The 600-page report, which was submitted to President Mnangagwa during the recent anti-sanctions march, recommends the strengthening of anti-corruption bodies and the efficient deployment of resources by Government.
“With regards to reducing negative impacts on trade and finance, manufacturing and tourism, the findings show that the Look East policy alone was not sufficient to fight the negative impact of sanctions despite significantly lessening sanctions damages,” reads part of the report.
The report states that in order to supplement the Look East Policy, the Government needs to extend its diversification in terms of foreign partners, foreign markets and exported commodities.
“Intensification of trade with other African countries and expansion of foreign markets to include South America and other Asian countries, which are not traditional trading partners of Zimbabwe, is a crucial strategy by the Government to reduce sanctions impact.
“The study also recommends that the Government should re-engage the previous markets which were abandoned as a result of sanctions in order to create external demand for the country’s products and services such as tourism, beef and horticulture.”
The researchers identified corruption and poor governance systems as major ingredients for the exercebation of the sanctions.
President Mnangagwa’s administration has already intensified the fight against graft while governance systems are being recalibrated in line with the Transitional Stabilisation Programme (STP).

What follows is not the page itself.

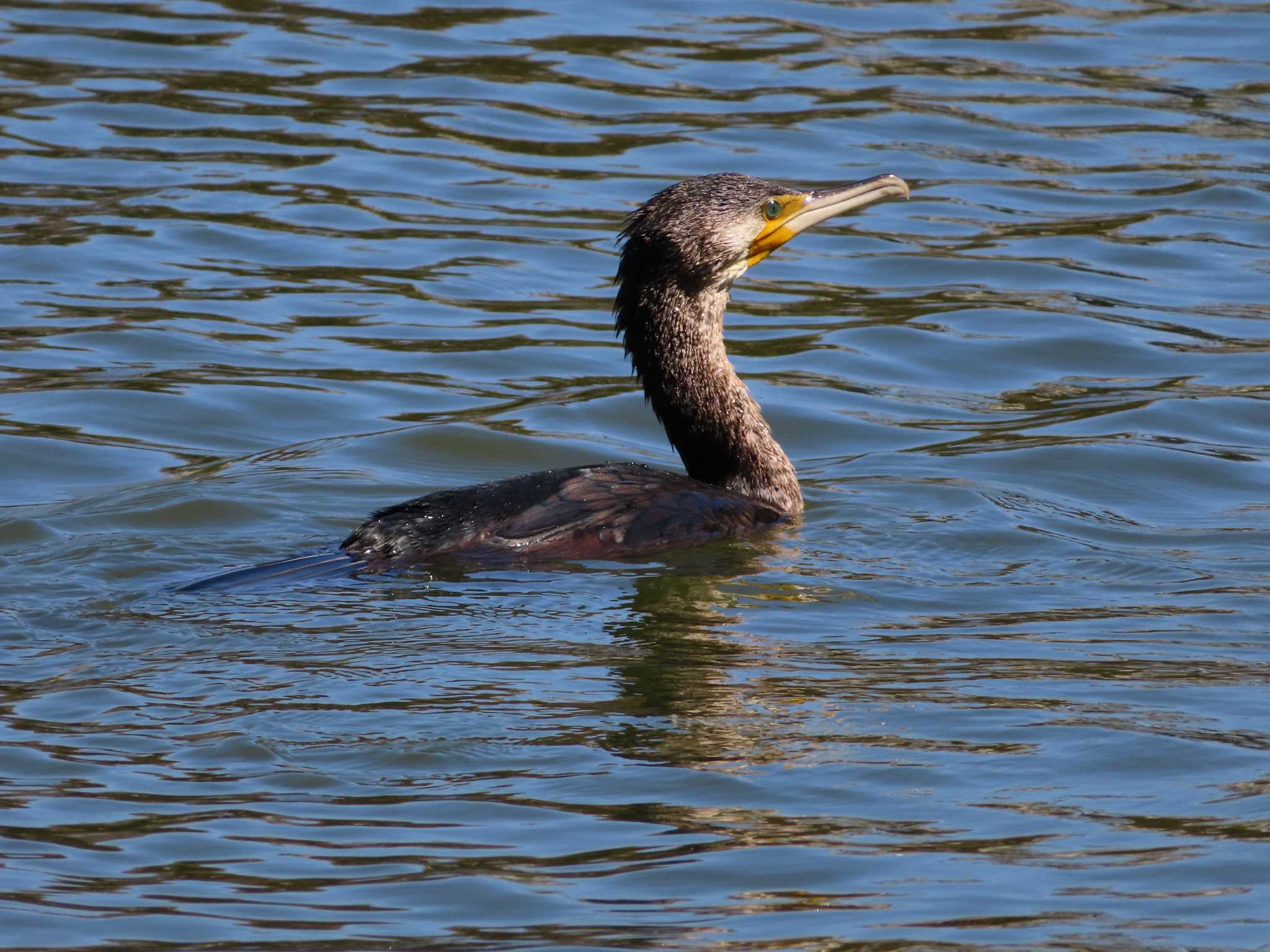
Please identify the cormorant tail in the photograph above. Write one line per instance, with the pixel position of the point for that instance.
(321, 565)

“Despite having negative impacts on all sectors, sanctions impacts have been magnified by other factors such as poor management, corruption and inconsistent Government policies,” reads the report.
The study recommends that the new political administration addresses the root cause of bad governance and violation of rights and liberties. Already, Government plans to introduce a raft of constitutional and legislative reforms to deepen civil liberties, individual rights, and entrench political and electoral reforms. The report highlighted the need for more home-grown solutions to the economic challenges besetting the country.

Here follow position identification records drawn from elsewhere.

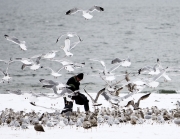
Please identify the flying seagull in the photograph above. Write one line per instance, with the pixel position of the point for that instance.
(86, 13)
(16, 41)
(136, 105)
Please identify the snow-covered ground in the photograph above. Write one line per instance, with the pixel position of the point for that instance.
(143, 131)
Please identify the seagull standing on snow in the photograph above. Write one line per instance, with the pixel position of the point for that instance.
(86, 13)
(17, 41)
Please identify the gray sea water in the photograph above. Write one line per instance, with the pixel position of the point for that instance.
(144, 30)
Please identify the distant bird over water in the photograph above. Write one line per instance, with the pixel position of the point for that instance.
(86, 13)
(16, 41)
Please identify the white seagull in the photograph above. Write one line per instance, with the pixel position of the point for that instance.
(86, 13)
(68, 46)
(123, 62)
(68, 34)
(17, 41)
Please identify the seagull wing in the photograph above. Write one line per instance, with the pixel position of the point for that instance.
(104, 94)
(116, 60)
(98, 94)
(131, 102)
(89, 96)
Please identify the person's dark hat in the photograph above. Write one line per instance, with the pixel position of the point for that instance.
(80, 76)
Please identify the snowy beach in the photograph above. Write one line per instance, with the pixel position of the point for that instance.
(126, 47)
(123, 130)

It identified academics and research scientists as crucial in championing local solutions to current challenges.
According to the researchers, sanctions have impacted on all facets of the economy ranging from trade and finance, manufacturing, tourism, agriculture to human capital development and migration among others.
Other researchers on the team included Prof Hodson Makurira, Prof Charity Manyeruke, Prof Paul Mapfumo, Mr Carren Pindiriri, Dr Nyasha Kaseke, Dr Mark Nyandoro, Eng Elisha Mabunda, Mr Kudzai Musiwa, Eng Emmanuel Rashayi, Prof Simon Mukwembi, Prof Charles Nherera, Dr Joconiah Chirenda, Dr Jacob Gusha, Prof Ezra Chitando and Dr Tarisai Mutangi.
The research was meant to determine the extent to which various sectors of the economy have been affected by the illegal embargo.